Overview
Dyskinesia refers to involuntary, erratic, or uncontrolled movements of the body, often associated with neurological conditions or as a side effect of long-term medication use. In South Korea, dyskinesia is most commonly linked to Parkinson’s disease and the prolonged use of levodopa, but it may also occur in other neurological disorders or as a result of brain injury. Korean hospitals provide advanced neurological care, rehabilitation, and medication adjustments to help manage dyskinesia and improve patients’ quality of life.
What is Dyskinesia?
Dyskinesia is not a disease itself but a symptom of an underlying condition or a side effect of treatment.

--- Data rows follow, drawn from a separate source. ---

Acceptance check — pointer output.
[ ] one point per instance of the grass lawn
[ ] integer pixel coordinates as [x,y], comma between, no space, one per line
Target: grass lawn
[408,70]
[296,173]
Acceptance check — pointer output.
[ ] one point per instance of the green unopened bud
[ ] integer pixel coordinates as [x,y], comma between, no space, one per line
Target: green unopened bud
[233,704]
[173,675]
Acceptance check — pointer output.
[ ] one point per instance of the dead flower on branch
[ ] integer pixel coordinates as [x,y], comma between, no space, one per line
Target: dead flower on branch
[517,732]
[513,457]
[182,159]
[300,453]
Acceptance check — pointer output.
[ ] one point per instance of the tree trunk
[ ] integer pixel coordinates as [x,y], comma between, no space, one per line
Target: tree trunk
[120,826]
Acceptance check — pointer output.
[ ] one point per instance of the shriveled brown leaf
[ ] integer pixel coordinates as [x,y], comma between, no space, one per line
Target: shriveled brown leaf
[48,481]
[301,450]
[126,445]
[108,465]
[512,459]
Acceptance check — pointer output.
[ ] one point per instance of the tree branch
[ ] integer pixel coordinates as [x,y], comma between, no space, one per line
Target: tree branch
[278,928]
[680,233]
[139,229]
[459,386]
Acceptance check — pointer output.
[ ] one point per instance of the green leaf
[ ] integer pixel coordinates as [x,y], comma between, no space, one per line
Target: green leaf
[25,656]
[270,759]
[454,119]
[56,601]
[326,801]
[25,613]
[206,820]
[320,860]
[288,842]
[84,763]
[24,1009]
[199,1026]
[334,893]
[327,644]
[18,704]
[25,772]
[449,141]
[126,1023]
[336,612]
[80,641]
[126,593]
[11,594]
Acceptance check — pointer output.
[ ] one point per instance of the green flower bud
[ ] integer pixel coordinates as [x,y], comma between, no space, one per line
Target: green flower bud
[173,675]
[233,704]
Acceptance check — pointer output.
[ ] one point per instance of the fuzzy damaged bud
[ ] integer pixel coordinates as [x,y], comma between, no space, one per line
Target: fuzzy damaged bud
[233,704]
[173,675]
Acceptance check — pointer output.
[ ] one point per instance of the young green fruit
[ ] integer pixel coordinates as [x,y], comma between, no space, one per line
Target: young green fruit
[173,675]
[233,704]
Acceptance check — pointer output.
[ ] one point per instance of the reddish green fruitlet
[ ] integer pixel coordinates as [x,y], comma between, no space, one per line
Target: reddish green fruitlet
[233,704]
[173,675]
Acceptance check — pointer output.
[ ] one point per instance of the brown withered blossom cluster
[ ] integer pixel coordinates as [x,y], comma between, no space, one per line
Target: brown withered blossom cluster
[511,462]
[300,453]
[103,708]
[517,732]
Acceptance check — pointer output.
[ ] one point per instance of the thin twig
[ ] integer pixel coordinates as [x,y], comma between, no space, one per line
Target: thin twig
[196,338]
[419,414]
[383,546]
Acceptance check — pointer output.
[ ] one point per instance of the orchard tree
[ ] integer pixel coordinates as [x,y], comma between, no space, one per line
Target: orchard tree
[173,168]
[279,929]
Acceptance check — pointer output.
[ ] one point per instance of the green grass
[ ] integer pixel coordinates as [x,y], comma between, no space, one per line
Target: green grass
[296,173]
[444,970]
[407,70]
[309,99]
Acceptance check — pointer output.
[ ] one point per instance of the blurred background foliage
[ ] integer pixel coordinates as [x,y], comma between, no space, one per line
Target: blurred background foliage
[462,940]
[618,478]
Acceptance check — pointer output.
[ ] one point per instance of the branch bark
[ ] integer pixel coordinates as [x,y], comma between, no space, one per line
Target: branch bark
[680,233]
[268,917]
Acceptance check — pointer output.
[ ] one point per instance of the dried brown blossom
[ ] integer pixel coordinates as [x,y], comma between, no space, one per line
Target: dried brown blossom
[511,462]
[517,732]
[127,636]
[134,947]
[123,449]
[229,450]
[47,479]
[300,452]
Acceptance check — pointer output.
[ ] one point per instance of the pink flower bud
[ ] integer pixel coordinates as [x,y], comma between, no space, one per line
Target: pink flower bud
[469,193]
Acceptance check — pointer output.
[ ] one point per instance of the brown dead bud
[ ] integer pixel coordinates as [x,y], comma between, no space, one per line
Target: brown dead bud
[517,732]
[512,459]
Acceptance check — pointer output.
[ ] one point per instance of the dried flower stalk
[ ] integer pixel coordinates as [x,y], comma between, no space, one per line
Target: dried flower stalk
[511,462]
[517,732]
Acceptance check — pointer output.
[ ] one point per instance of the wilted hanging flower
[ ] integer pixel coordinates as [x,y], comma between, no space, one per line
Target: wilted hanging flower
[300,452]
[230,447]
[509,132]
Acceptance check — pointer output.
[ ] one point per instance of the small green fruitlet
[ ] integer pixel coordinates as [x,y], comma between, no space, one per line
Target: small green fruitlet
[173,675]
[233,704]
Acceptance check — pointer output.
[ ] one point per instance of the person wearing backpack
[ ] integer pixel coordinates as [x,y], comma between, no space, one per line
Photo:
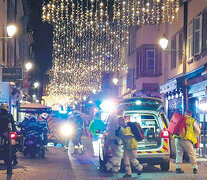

It is characterized by uncontrolled twisting, writhing, jerking, or fidget-like movements, which may affect different parts of the body including the face, arms, legs, or trunk.
Symptoms
Common symptoms of dyskinesia include:
- Uncontrolled twisting or writhing movements
- Jerky or dance-like motions (chorea)
- Head bobbing or facial grimacing
- Difficulty maintaining posture or balance
- Movements that worsen with stress, fatigue, or excitement
- Impact on daily activities, such as eating, walking, or speaking
Causes
The main causes of dyskinesia include:
- Parkinson’s disease treatment: Long-term levodopa therapy may cause levodopa-induced dyskinesia.
- Neurological conditions: Huntington’s disease, multiple sclerosis, or cerebral palsy.
- Brain injury or stroke: Damage to basal ganglia or motor control regions.
- Medications: Certain antipsychotic or anti-nausea drugs may cause tardive dyskinesia.
- Genetic factors: Rare genetic movement disorders.
Risk Factors
Individuals at higher risk of dyskinesia include:
- Parkinson’s disease patients on long-term levodopa therapy
- Young-onset Parkinson’s patients (more likely to develop drug-induced dyskinesia)
- Those with genetic predisposition to movement disorders
- People with history of brain injury, stroke, or neurological disease
- Long-term use of dopamine-related or antipsychotic drugs
Complications
If untreated, dyskinesia can lead to:
- Physical discomfort and fatigue from continuous movements
- Reduced mobility and impaired walking ability
- Difficulty with daily tasks such as writing, eating, or dressing
- Social embarrassment and psychological distress
- Increased risk of falls and injuries
Prevention
While dyskinesia cannot always be fully prevented, strategies can lower the risk or delay onset:
- Careful adjustment of Parkinson’s medications
- Using extended-release drug formulations under medical supervision
- Combining levodopa with other Parkinson’s medications to minimize dosage
- Regular neurological monitoring in long-term treatment
- Avoiding unnecessary long-term use of dopamine-related drugs
Treatment Options in Korea
South Korea offers advanced neurological and rehabilitation care for dyskinesia:
Medical Treatments:
- Adjustment of Parkinson’s medication (levodopa dosage modification or timing changes)
- Use of amantadine, a medication shown to reduce dyskinesia in Parkinson’s patients
- Alternative drug therapies like dopamine agonists to reduce levodopa dependency
Surgical & Advanced Therapies:
- Deep Brain Stimulation (DBS): A common treatment in Korea for advanced Parkinson’s with severe dyskinesia. Electrodes implanted in the brain help regulate abnormal activity and reduce involuntary movements.
- Neurosurgical interventions for patients with movement disorders not responding to medications.
Rehabilitation & Supportive Care:
- Physical therapy to improve mobility, balance, and muscle control
- Occupational therapy to help with daily tasks and independence
- Speech therapy if dyskinesia affects facial muscles or speech
- Psychological counseling for stress, anxiety, or depression linked to the condition
With South Korea’s expertise in neurology and advanced technology like DBS, patients with dyskinesia can achieve significant improvements in movement control and quality of life.